In addition, a retrospective study—involving some members of our research group—found that phlebotomy was associated with less bleeding and fewer RBC units transfusions during liver resection.33 Our findings confirm their results, including that large volume phlebotomy (≥450 mL) was associated with less blood loss than smaller volume phlebotomy (Table 6).

Phlebotomy is an effective medical intervention to decrease portal venous pressure21 that is best used as a part of a multiprong evidence-based clinical strategy for liver transplantation. In our cohort, the blood loss difference was 690 mL between the phlebotomy and the no phlebotomy groups. This difference was a significant factor in our transplant center where the typical blood loss is about 1500 mL, but it may be less relevant in other settings where the average blood loss is 5 to 10 L.

There are some limitations to this study. This is an observational study from a single center for a long time period with a low transfusion rate. Despite increased bleeding and transfusions over time, survival improved, probably because of improved patient care. This phenomenon was explained in a previous report.28 The kind and amount of vasopressors used perioperatively are not reported. Two kinds of antifibrinolytics were used in this series. The first 300 OLTs received aprotinin‚ and the last 700 received tranexamic acid. Contrary to what Mangano et al34 reported for cardiac surgery, the incidence of AKI at day 7 (postoperative) was the same, that is, 10%. In a previous article comparing aprotinin and tranexamic acid, we did not find any change in bleeding and transfusion rate.29 As mentioned earlier, this study is not a randomized controlled study. Use of the matching propensity score could have controlled this weakness, but a major determinant of feasibility of phlebotomy is the clinical impression of the anesthesiologist. This clinical impression is difficult to quantify, and we know that anesthesiologists all work differently.3,4,28 A total of 584 patients met the criteria in terms of baseline Hb and creatinine to have phlebotomy, but in 174 cases, the anesthesiologist preferred not to do it. Table 4 is a kind of propensity score matching where we find patients who had the criteria to have a phlebotomy (Hb ≥85g/L and creatinine ≤104 µmol/L). A total of 410 patients had phlebotomy‚ and 174 did not have. These 2 groups are almost comparable except for the starting INR value and CTP score. The phlebotomy group had less bleeding and was less transfused.
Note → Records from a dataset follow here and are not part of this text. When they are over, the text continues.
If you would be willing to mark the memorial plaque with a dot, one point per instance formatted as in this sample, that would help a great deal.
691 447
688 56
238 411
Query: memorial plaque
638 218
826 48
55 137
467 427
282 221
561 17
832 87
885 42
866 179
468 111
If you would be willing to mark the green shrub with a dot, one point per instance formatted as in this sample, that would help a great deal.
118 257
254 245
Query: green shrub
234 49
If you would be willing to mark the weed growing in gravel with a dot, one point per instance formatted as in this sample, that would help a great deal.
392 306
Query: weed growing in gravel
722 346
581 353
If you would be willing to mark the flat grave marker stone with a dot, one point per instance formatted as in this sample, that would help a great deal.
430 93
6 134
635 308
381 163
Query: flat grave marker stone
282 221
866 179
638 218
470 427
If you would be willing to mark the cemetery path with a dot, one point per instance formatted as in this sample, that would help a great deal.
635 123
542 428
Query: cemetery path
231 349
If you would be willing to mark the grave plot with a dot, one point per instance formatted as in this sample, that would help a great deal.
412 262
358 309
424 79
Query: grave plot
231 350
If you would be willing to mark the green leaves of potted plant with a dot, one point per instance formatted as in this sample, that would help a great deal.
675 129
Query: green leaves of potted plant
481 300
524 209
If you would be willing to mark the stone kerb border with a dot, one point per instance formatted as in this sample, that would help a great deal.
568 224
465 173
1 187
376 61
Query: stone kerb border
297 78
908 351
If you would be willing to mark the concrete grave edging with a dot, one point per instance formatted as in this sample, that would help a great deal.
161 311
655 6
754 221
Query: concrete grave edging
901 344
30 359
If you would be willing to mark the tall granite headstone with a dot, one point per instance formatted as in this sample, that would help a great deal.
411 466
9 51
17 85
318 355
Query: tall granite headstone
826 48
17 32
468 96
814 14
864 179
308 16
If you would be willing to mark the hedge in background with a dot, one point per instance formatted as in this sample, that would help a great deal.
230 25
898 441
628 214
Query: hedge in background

Of these 584 OLTs, Table 5 shows the sickest patients in terms of INR (INR >1.5 = median) and CTP score (CTP score >10 = median). Of these 156 OLTs, 92 had phlebotomy; the 2 groups are almost comparable again. Those who had phlebotomy had less bleeding and received less transfusion, and their survival rate at 1 y was markedly better. Phlebotomy seems to have a greater effect in sicker patients. These patients probably have greater portal hypertension, and the phlebotomy decreases portal pressure.21

The design of this study does allow us to conclude a cause-and-effect relationship. The unique interest of logistic regression with renal dysfunction and mortality was to exclude phlebotomy as a potential cause. There are many other factors that can cause kidney dysfunction or decreased survival. The donor risk index and the cold ischemia were studied in a previous article, and there was no link with transfusion requirement and blood loss.28

CONCLUSIONS

In this series of 1000 consecutive OLTs, patients received a mean of 0.7 RBC units, and 75% of them did not receive any RBC transfusions. Patients who benefited from the phlebotomy had a decrease in blood product transfusion (RBC, plasma, platelets, cryoprecipitate) and blood loss and saw an improvement in 1-y survival. Additionally, our data indicate that these benefits did not come at the cost of impaired postoperative renal function. A prospective randomized trial is needed to further evaluate the effectiveness and safety during OLT. This study provides insight that might inform the design of such a trial.

Footnotes

L.M. and A.R. participated in research design, writing of the article, and performance of the research. Z.H. participated in research design and writing of the article. C.Z. and P.K. participated in research design, writing of the article, and statistical analysis. L.T. participated in research design, writing of the article, and data analysis. L.R. participated in research design and writing of the article.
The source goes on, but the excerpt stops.